Jérôme Doyon est chercheur associé au Conseil européen des relations internationales (ECFR) et rédacteur en chef de la revue China Analysis. Il est l’auteur de Négocier la place de l’islam chinois. Les associations islamiques de Nankin sous l’ère des réformes (L’Harmattan, 2014) et travaille actuellement à une thèse sur le système politique chinois.
Comment interpréter la décision du 6e plénum de placer Xi Jinping comme « noyau dur » du Parti communiste chinois (PCC) ?

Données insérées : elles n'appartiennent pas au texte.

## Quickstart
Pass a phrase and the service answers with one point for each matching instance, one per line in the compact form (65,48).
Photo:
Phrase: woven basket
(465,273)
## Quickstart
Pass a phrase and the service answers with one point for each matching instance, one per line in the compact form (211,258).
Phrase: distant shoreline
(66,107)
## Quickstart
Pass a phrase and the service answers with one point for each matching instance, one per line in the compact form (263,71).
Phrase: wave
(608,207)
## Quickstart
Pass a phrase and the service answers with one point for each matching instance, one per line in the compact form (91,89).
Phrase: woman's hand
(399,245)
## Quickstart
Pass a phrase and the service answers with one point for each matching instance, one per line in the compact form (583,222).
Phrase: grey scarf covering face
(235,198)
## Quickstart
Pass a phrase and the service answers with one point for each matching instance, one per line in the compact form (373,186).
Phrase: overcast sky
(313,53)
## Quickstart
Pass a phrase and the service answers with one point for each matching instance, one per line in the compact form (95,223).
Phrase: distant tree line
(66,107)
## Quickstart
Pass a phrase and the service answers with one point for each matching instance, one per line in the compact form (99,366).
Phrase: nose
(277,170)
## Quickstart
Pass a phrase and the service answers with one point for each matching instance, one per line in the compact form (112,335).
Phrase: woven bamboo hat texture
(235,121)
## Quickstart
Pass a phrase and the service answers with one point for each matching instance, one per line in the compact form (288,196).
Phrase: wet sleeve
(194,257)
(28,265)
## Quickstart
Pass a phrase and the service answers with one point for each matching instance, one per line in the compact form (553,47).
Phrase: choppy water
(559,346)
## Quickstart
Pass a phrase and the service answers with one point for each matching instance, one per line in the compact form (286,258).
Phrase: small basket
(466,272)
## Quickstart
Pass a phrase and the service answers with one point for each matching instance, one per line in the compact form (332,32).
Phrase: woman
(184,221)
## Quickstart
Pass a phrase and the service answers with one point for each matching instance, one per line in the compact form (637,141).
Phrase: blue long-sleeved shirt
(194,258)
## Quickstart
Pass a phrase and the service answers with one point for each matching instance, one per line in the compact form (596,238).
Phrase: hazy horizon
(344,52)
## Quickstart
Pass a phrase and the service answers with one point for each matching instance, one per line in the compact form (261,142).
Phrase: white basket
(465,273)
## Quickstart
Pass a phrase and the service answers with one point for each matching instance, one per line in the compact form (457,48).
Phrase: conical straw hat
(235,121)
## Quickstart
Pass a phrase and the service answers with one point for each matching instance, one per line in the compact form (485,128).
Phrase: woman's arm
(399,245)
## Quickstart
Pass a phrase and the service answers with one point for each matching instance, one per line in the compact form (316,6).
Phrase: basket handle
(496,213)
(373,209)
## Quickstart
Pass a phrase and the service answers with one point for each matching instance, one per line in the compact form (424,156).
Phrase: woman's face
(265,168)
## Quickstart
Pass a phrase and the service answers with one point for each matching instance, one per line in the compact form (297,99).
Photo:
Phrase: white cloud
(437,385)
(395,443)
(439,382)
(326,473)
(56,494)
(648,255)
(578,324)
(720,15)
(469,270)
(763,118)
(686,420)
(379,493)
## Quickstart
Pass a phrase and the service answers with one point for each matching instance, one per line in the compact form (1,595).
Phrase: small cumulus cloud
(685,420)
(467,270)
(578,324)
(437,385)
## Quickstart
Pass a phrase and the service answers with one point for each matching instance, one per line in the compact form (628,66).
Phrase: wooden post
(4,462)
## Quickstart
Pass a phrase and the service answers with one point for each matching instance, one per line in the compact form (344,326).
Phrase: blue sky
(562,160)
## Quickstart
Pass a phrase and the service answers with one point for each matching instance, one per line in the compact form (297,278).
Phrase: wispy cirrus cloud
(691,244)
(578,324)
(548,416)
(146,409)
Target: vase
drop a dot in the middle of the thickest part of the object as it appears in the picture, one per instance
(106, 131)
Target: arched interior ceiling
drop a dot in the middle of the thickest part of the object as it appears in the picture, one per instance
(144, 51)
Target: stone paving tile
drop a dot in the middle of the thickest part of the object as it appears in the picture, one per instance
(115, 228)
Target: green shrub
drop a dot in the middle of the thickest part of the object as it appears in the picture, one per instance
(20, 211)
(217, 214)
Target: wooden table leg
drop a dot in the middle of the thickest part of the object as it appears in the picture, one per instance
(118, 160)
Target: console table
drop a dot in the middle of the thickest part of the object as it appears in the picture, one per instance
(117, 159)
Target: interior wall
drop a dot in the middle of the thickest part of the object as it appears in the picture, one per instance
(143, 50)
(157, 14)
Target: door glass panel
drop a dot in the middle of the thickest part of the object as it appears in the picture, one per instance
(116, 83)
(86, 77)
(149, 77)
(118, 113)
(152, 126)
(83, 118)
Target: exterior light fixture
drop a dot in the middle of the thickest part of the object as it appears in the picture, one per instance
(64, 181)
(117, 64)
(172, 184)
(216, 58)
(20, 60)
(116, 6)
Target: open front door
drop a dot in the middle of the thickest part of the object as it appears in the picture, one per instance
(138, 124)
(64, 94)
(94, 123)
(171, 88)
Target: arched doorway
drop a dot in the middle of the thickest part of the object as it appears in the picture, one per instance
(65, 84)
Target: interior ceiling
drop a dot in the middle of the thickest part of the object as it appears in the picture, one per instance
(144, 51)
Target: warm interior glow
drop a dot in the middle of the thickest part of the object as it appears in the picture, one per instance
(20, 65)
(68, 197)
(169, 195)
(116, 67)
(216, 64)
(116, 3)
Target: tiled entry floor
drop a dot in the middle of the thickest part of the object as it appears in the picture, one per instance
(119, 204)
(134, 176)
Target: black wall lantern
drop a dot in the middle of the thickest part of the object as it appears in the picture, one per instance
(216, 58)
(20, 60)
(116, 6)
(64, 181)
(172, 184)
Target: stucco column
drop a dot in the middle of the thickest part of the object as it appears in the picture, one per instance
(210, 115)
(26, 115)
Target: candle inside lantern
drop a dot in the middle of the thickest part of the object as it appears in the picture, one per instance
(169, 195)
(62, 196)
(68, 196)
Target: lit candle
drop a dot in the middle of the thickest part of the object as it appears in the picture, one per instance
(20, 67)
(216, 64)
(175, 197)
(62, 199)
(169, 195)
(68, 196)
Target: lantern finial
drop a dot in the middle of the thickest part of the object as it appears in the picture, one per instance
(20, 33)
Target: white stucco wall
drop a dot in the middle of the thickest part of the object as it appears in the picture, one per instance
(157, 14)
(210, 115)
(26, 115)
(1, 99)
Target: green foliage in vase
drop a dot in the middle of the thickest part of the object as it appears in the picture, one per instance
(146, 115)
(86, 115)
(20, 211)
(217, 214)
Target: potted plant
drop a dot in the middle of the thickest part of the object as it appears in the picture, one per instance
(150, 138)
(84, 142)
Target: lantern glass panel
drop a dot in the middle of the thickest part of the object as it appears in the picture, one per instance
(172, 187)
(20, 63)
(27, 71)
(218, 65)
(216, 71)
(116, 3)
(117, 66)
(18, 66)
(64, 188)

La terminologie est notable, car elle met Xi dans le groupe des leaders importants du Parti, un honneur que Hu Jintao [son prédécesseur] n’avait pas obtenu. C’est d’autant plus intéressant que, au début de l’année, cette terminologie avait déjà été utilisée, relayée par des dirigeants locaux qui montraient ainsi leur loyauté à Xi, avant de disparaître en mai. L’officialisation par le plénum souligne que Xi a pu venir à bout de ce qui apparaissait comme des obstacles internes.
De quelle manière a-t-il imprimé sa marque sur le PCC depuis sa désignation à sa tête, comme secrétaire général, à l’automne 2012 ?
Le numéro un chinois gouverne d’abord par une série de campagnes, à commencer par la plus connue, celle menée contre la corruption, visant « les mouches et les tigres », les plus petits ou les plus puissants parmi les cadres. Elle fait beaucoup parler d’elle et a tendance à reléguer au second plan les autres, notamment, entre 2013 et 2014, celle consacrée à la « ligne de masse ».Ce concept important pour le régime qui remonte à Mao Zedong prévoit que les cadres doivent être proches des masses tout en étant des modèles.
Depuis avril 2015, dans le prolongement de celle sur la « ligne de masse », a été lancée une campagne baptisée « Les trois stricts et les trois honnêtes » : les cadres doivent être stricts dans leur conduite morale, dans leur exercice du pouvoir et leur discipline personnelle ; ils doivent être honnêtes dans leurs prises de décision, dans leurs projets politiques et dans leurs conduites personnelles. Elle avait été présentée par Xi Jinping dans un discours, en mars 2014, lors de la session parlementaire avant de devenir, un an plus tard, une campagne nationale.
Le but commun de ces campagnes est de combattre les quatre styles de travail indésirables : « l’hédonisme, le formalisme, le bureaucratisme et l’extravagance ». C’est un discours moralisateur. Il s’agit de campagnes éducatives pour les cadres. Ils sont réunis pour discuter de ces thèmes et des discours s’y rapportant. Il y a également des séances d’autocritique et de critique des collègues. Lesquelles pèseront sur leurs carrières : de nouvelles règles prévoient que ceux qui ont été critiqués ne peuvent plus être promus. Ils risquent même d’être rétrogradés, ce qui était très rare jusqu’à présent au sein du PCC. Généralement, soit on était promu, soit on était expulsé.